The U.S. Securities and Exchange Commission, SEC, has published a press release to announce the re-opening of the comment period on its consultation concerning the management and disclosure of cyber security risks and incidents of investment funds and their managers (advisers).
To recall, in its corresponding consultation the Commission sought to enhance the awareness of and the management of cyber security risks and to ensure that investors are adequately informed of any such risk and incidents. Therefore, the SEC proposed to implement some new rules under the Investment Advisers Act of 1940 and the Investment Company Act of 1940 pertaining to the following – as mainly cited from our original publication in EventID 14450:
(1) Cyber security Risk Management Rules: The Commission proposed to introduce new rules to require both fund management companies and fund advisers (managers) to develop, maintain, and regularly review cyber security policies and procedures.
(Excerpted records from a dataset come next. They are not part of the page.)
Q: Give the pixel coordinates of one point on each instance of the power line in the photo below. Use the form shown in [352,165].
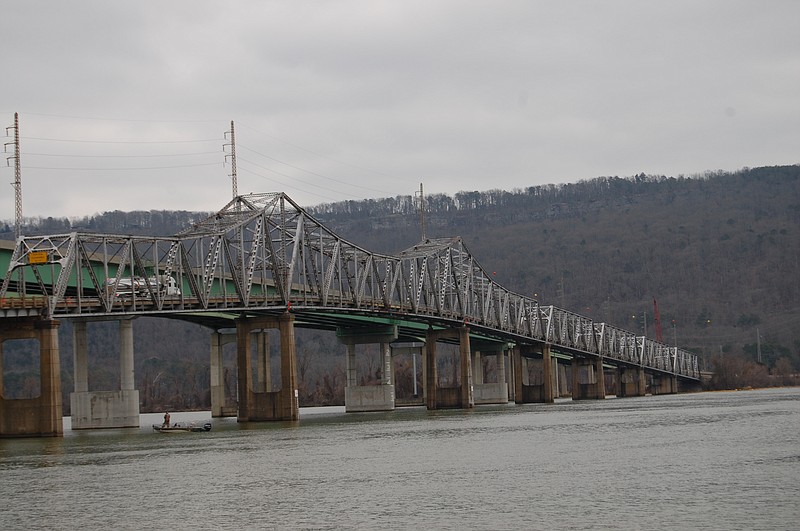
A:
[127,169]
[121,156]
[123,141]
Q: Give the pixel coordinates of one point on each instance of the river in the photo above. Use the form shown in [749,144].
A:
[721,461]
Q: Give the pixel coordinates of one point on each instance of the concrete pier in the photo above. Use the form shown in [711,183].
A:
[220,405]
[630,381]
[489,392]
[40,416]
[268,405]
[359,398]
[664,384]
[588,379]
[461,396]
[534,378]
[117,408]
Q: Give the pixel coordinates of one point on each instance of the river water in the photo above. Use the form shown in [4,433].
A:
[698,461]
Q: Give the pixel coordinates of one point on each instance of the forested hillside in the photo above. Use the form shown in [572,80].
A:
[720,253]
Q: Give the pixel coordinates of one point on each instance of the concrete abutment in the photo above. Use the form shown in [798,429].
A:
[40,416]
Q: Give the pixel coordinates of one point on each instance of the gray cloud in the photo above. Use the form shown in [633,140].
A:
[124,106]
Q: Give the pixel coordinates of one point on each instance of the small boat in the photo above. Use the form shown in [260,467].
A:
[179,427]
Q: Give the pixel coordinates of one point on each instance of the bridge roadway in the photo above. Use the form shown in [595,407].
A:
[263,263]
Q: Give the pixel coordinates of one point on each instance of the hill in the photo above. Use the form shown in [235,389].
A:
[719,252]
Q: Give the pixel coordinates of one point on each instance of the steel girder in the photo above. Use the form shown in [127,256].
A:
[264,251]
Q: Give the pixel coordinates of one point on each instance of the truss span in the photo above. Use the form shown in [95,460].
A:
[263,252]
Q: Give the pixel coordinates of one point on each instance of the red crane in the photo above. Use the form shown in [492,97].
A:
[657,315]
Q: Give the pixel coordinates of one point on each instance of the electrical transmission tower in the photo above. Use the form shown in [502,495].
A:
[234,184]
[17,177]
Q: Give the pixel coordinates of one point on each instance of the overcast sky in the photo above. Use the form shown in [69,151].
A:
[124,106]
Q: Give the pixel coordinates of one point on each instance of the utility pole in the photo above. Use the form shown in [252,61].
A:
[17,177]
[422,213]
[644,322]
[234,184]
[674,334]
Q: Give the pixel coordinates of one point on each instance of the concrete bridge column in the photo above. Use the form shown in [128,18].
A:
[489,392]
[588,381]
[430,374]
[527,392]
[40,416]
[665,384]
[358,398]
[413,349]
[467,385]
[263,368]
[477,367]
[80,348]
[219,402]
[111,408]
[269,405]
[448,397]
[600,379]
[631,381]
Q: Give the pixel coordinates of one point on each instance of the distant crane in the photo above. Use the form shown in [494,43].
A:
[657,315]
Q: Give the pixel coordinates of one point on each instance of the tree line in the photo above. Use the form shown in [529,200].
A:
[719,252]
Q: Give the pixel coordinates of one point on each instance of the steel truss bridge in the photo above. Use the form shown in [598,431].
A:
[263,254]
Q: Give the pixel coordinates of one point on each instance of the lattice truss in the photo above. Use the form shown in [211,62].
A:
[264,251]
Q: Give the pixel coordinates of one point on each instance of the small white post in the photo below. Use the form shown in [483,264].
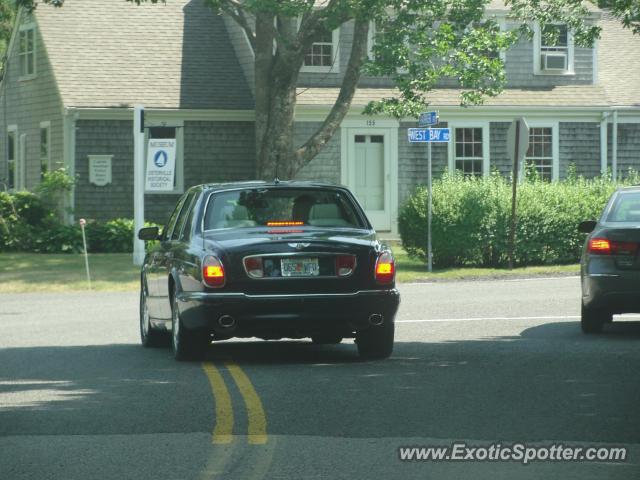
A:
[83,222]
[138,183]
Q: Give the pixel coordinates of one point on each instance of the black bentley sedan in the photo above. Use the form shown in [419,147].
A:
[610,265]
[267,260]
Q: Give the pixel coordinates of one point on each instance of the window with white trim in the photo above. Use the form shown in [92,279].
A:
[554,50]
[45,148]
[468,154]
[540,152]
[12,135]
[322,55]
[27,51]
The policies and procedures would thereby have to cover issues such as a fund’s and adviser’s own information systems, systems of third parties, user access, behavioral standards for those using the IT-systems, policies on information and data protection, recovery plans, and many others.
(2) Cyber security Incident Reporting: The SEC proposed to require fund advisers to report „significant“ security incidents on new Form ADV-C. The form would be confidential and would require information on the incident itself (date and time of occurrence, nature of the incident, systems involved, etc.), possible effects and outcomes of the incident, steps that have been taken to mitigate the effects, an indication as to whether or not investors or law enforcement agencies have been informed, and many others.
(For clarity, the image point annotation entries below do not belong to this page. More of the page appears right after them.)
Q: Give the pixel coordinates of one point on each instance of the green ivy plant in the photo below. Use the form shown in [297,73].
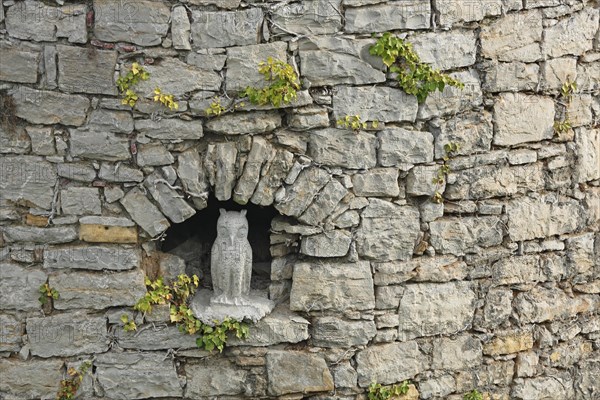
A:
[567,90]
[473,395]
[130,97]
[355,123]
[69,387]
[450,150]
[379,392]
[414,76]
[177,296]
[47,293]
[283,88]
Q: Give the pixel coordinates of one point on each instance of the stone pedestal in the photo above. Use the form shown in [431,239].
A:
[258,306]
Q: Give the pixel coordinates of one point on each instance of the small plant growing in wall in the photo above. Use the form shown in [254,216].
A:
[355,123]
[563,125]
[379,392]
[283,88]
[450,150]
[177,296]
[473,395]
[69,387]
[127,83]
[47,294]
[414,76]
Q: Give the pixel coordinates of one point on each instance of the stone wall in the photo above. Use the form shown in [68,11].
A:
[495,289]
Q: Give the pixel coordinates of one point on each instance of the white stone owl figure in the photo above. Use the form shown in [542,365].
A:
[231,259]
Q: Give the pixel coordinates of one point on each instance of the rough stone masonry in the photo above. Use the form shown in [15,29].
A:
[497,289]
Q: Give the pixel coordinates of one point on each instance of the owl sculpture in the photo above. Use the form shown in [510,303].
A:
[231,259]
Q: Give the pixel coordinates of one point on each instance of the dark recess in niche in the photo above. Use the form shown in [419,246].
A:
[192,240]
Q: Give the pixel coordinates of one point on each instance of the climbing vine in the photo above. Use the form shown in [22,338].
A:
[563,125]
[283,88]
[450,150]
[69,387]
[130,97]
[414,76]
[177,296]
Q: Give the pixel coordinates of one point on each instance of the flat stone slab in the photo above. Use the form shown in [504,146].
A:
[208,313]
(3) Cyber security Disclosures: The Commission proposed to require fund management companies and their advisers to disclose in fund prospectuses and related marketing material all „significant“ incidents that have occurred in the past two years. The disclosures would have to include the following
    the name of the affected firm; „when the incident was discovered and whether it is ongoing; whether any data was stolen, altered, or accessed or used for any other unauthorized purpose; the effect of the incident on the Fund’s operations; and whether the Fund or service provider has remediated or is currently remediating the incident.“
The disclosures would have to be made in a structured data format. To make these disclosures, the SEC proposed to amend the current forms N-1A, Form N-2, Form N-3, Form N-4, Form N-6, Form N-8B-2, and Form S-6 and – pertaining to fund advisers – Form ADV Part 2A accordingly.
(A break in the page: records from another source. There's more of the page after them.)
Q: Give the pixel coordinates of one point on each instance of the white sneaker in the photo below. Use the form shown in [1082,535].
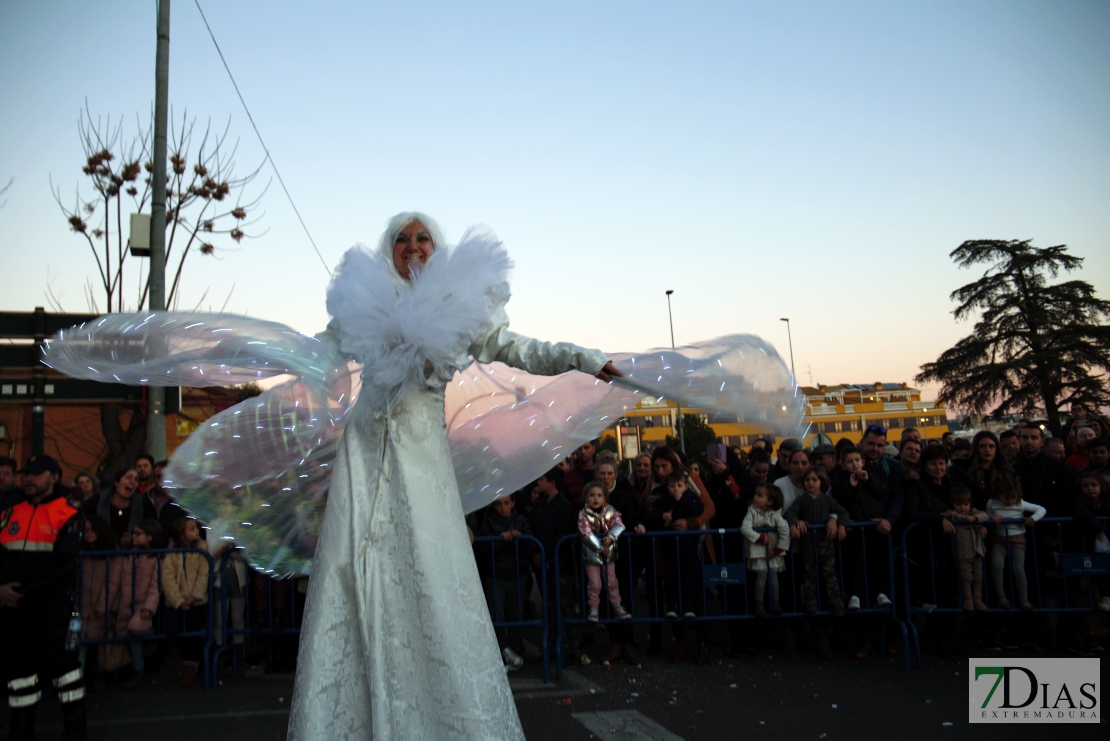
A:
[513,660]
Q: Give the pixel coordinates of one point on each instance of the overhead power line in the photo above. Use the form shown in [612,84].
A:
[259,134]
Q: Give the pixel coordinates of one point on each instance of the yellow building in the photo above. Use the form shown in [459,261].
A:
[845,410]
[837,412]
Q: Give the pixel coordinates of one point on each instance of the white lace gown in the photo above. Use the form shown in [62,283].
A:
[396,641]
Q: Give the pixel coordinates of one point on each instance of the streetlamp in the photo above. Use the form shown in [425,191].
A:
[794,377]
[682,438]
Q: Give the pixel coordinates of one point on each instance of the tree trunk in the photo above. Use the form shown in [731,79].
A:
[123,445]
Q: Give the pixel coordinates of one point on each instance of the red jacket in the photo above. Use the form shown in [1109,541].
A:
[39,546]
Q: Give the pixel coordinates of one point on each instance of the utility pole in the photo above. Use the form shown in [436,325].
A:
[794,377]
[155,395]
[682,438]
(4) Recordkeeping: The Commission proposed to amend existing rules under the Acts to require both advisers and fund management companies to maintain records of „significant“ cyber security incidents for a minimum of five years, whereby during the first two years, the documents would have to be available at an easily accessible place. The recordkeeping would entail copies of all information regarding „significant“ incidents, ranging from the forms filed with the SEC, to documentation on the policies and procedures, to the protocols of the annual reviews.
As the above summary only briefly describes the proposed changes, please review the original document for more detailed, comprehensive information.